I am wearing jeans (to work! horrors!), a sweater with the neck standing up against the gentle drizzle, and purple leather sandals, based on a pair I owned when she was alive. I am wearing silver spiral earrings given to me by Quercus the summer that my mother was diagnosed. I have a leather keyring which was my mother’s. I call to mind a day spent in Boscastle with her, before illness loomed on the horizon (in fact, just before, given that I’d already started university, so it must been the first time they came to visit; the return trip from that visit brought the road accident which started the process which would end in my mother dying of breast cancer, unrecognised until it was too late because her injuries masked the massing symptoms of her imminent doom. Gosh. That is still hard to write. And is it horribly wrong that even in the midst of this hardness, I note that this is a bit like the psychotic version of The House That Jack Built?), when the sun was shining and life was blissfully simple (though of course Sod’s Law being what it is, I didn’t realise this then, and I’m sure that I was full of teenage angst about something-or-other). We sat on a small wall together, and she said I looked like a pixie, a throw-away remark which I’ve often thought over since then, in moments when I contemplated a mirror which showed me a haggard vision of sleep-deprived bile.
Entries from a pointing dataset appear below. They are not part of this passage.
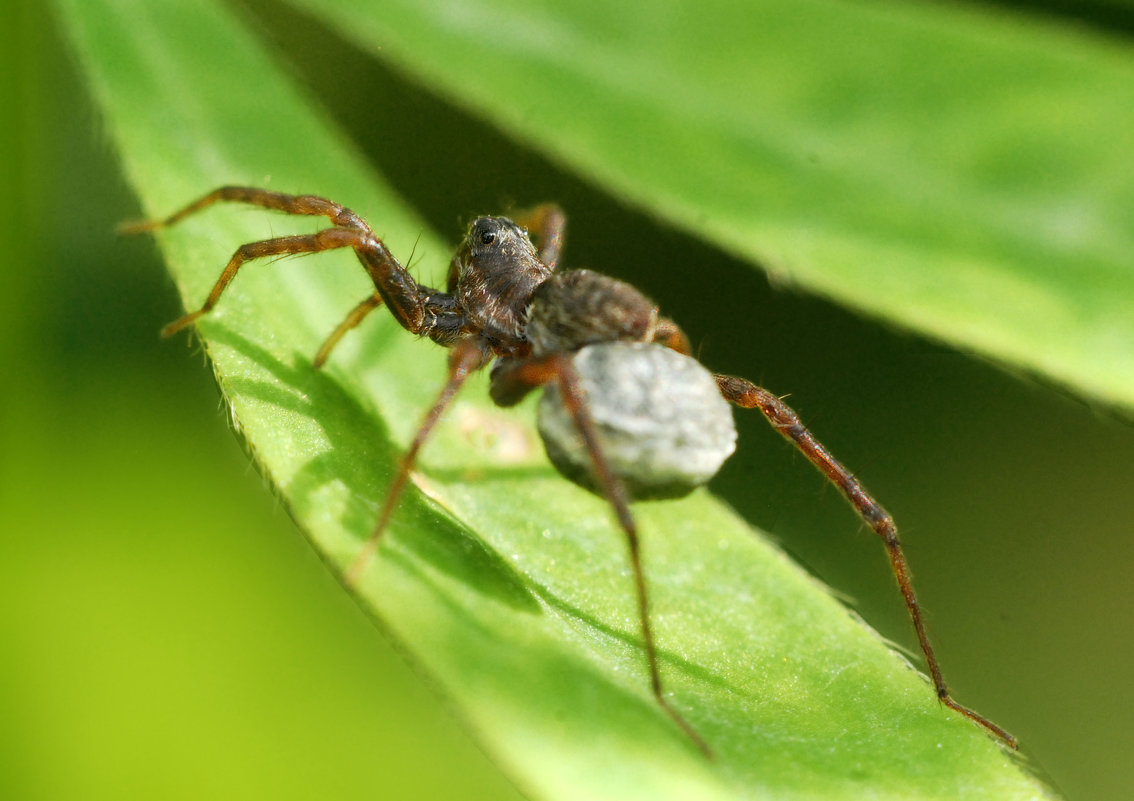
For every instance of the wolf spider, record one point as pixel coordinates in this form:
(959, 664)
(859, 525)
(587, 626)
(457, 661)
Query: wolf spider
(505, 300)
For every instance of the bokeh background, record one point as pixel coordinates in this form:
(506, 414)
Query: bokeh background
(164, 632)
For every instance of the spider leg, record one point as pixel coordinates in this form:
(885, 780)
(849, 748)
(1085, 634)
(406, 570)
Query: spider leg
(327, 239)
(548, 224)
(352, 320)
(417, 309)
(466, 356)
(786, 421)
(509, 385)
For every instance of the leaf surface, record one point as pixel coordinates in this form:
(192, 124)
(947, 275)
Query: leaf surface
(959, 173)
(506, 586)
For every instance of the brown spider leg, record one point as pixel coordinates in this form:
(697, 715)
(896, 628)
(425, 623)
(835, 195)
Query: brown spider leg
(417, 309)
(292, 204)
(786, 421)
(465, 356)
(327, 239)
(549, 225)
(352, 320)
(512, 385)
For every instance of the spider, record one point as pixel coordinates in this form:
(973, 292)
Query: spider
(506, 301)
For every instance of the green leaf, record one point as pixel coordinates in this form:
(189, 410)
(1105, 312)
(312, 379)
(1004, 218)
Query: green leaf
(505, 584)
(961, 174)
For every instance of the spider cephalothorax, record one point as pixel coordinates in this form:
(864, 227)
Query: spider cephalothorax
(587, 336)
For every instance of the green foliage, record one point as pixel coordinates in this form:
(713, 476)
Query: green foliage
(963, 176)
(502, 582)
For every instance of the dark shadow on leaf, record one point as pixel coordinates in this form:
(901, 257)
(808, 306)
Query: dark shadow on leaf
(357, 439)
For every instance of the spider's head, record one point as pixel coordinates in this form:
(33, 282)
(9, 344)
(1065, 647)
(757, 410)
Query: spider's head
(493, 275)
(494, 246)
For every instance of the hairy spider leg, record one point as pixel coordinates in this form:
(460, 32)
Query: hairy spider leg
(465, 357)
(786, 421)
(352, 320)
(513, 382)
(417, 309)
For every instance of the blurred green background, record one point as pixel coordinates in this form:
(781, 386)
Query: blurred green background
(167, 633)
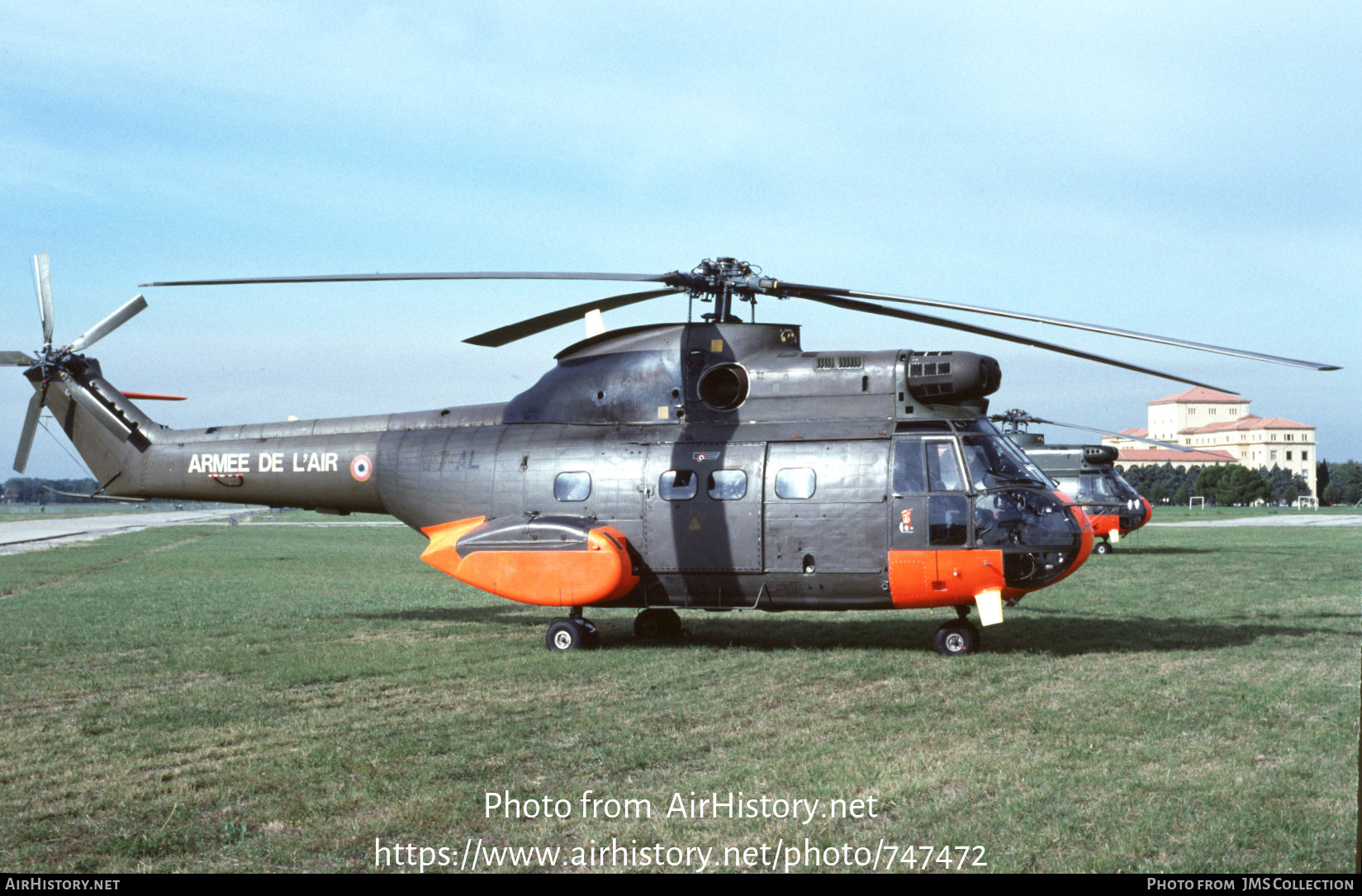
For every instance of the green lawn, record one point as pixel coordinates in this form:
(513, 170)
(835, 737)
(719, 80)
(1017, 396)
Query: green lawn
(268, 698)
In the car, an MP3 of David Bowie plays. This would definitely come as no surprise, and nor would the Jamiroquai I switch to later on.
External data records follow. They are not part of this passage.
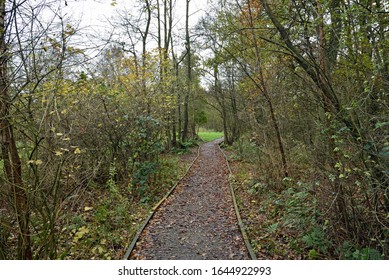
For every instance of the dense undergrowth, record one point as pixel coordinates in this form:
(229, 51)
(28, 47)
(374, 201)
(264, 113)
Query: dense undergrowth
(290, 218)
(107, 220)
(100, 220)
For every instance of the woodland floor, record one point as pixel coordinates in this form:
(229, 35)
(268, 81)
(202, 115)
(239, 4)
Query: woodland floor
(198, 220)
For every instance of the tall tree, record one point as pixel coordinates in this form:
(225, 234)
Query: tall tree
(9, 151)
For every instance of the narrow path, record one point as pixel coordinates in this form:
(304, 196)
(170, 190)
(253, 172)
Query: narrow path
(198, 220)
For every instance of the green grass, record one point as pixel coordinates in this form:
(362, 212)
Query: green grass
(209, 136)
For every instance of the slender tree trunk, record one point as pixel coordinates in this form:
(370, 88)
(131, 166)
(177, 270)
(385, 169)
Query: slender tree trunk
(9, 152)
(264, 89)
(185, 129)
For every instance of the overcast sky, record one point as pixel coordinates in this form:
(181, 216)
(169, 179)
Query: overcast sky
(94, 15)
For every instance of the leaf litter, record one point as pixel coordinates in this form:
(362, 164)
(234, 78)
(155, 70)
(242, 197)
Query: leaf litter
(198, 220)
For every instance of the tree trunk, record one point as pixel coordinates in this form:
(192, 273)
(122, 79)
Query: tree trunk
(185, 128)
(9, 152)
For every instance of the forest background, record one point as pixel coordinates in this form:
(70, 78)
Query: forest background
(94, 132)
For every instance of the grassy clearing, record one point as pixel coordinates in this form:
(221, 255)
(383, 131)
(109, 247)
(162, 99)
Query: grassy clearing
(209, 136)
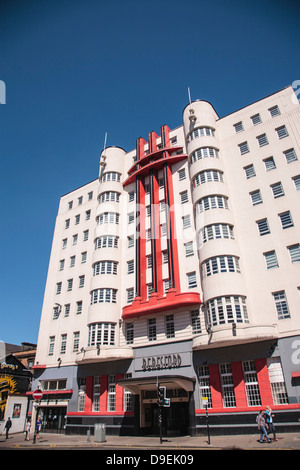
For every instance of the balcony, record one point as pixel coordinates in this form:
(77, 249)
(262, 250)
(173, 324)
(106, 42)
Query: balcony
(95, 354)
(232, 334)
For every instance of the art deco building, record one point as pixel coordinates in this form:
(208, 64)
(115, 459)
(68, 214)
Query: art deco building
(180, 265)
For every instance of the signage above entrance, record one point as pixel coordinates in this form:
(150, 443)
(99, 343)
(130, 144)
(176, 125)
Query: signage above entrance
(167, 361)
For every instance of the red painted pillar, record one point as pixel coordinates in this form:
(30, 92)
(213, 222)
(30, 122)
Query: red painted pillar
(119, 394)
(103, 393)
(239, 385)
(264, 382)
(215, 385)
(88, 405)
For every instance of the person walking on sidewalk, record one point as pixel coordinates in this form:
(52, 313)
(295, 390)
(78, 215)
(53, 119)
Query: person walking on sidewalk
(8, 425)
(270, 422)
(261, 422)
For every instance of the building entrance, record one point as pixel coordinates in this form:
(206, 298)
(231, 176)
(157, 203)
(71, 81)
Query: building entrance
(175, 419)
(53, 418)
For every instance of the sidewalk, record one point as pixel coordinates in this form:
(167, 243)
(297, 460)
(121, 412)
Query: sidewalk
(288, 441)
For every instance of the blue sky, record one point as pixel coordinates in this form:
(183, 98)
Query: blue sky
(75, 69)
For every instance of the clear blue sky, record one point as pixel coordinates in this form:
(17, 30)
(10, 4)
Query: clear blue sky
(75, 69)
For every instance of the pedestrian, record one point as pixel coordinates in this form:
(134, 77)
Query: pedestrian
(270, 422)
(261, 422)
(8, 425)
(38, 427)
(27, 430)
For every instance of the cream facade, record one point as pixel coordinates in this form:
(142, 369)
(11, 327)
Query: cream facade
(179, 264)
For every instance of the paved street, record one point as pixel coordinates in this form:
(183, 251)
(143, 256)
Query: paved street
(49, 441)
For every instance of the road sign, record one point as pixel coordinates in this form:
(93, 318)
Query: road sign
(37, 395)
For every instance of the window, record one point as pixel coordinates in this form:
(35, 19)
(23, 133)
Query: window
(220, 264)
(204, 152)
(189, 249)
(192, 280)
(67, 310)
(229, 309)
(108, 218)
(263, 227)
(195, 321)
(262, 140)
(249, 171)
(130, 241)
(208, 176)
(186, 221)
(104, 295)
(184, 197)
(294, 251)
(85, 235)
(282, 132)
(131, 218)
(227, 385)
(244, 148)
(271, 259)
(281, 305)
(76, 335)
(296, 180)
(130, 295)
(216, 231)
(170, 328)
(81, 281)
(181, 174)
(129, 333)
(79, 307)
(212, 202)
(238, 127)
(277, 382)
(290, 155)
(251, 383)
(256, 197)
(204, 385)
(96, 393)
(269, 164)
(277, 190)
(51, 345)
(102, 333)
(256, 119)
(152, 329)
(286, 220)
(111, 393)
(63, 344)
(110, 176)
(106, 241)
(274, 111)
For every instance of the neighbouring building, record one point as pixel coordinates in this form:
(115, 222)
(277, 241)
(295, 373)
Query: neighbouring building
(180, 266)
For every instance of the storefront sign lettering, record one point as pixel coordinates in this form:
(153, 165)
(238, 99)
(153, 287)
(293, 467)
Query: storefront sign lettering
(168, 361)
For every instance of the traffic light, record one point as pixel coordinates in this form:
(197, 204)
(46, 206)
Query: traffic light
(161, 395)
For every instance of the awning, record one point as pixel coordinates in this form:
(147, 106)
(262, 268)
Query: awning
(135, 385)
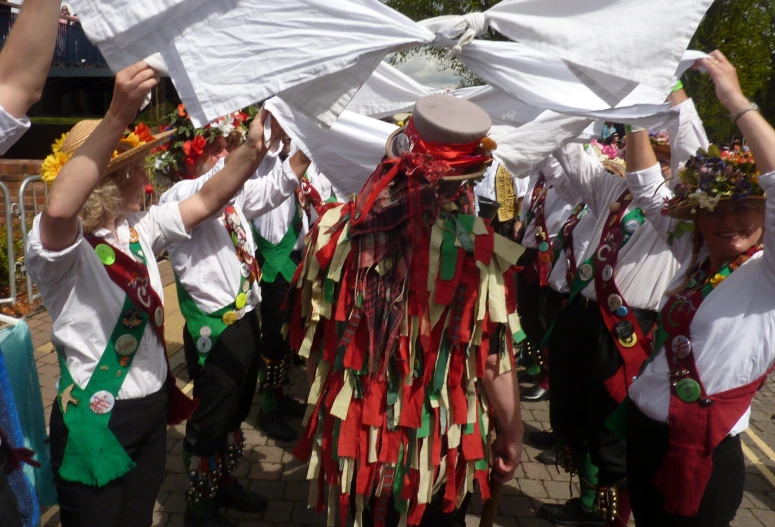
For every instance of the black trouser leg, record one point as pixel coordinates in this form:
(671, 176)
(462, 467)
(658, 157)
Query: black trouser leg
(647, 443)
(140, 425)
(225, 385)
My bag, which sports a fair-trade peacock on the outside, was probably not even designed, let alone in existence, when she died, but I don’t think its curly design would have failed to appeal, and nor would the felted purse lurking therein, rich in its bright spiral of colour but disappointingly underprivileged in fiscal terms. That probably wouldn’t surprise her, either.

In the back of the car, a small springy sheep lurches from the top of the window. Fastened to that bit you’re supposed to hang jackets on (who does that, incidentally?), he is there to distract the small girl when she’s imprisoned in her (German, which would also be no surprise to a woman who had a life-long affair with the Teutonic, and nearly married a German when she was eighteen) car-seat. She would not be surprised by the small girl; she it was who foresaw a ‘herd’ of small blonde children clinging to the legs of my dungarees. Not quite a herd, yet, but there’s still time.

As I get to work, a space I have inhabited for ten years in one form or another, I reflect that she’d probably be both surprised and pleased that I eschewed the London move which seemed the likely outcome for most of my sixth-form friends in favour of a life in which elderflower cordial-making goes hand-in-hand with lethal alcohol of unknown origin, rootled out of a hedge by friends, and with knackered cars which are constantly in danger of breaking down, and with a house of which gaffer tape has become an integral part. And with ancient clothes in danger of achieving listed status, and with stupidly uncommercial research projects, and with Quercus, and the small girl.

Strange though it may seem, this game is immensely comforting to me. My mother didn’t get to see my adult life, really, which had only just begun when she left, but she would feel a part of it, easily, inevitably, effortlessly, were she to reappear tomorrow, I think.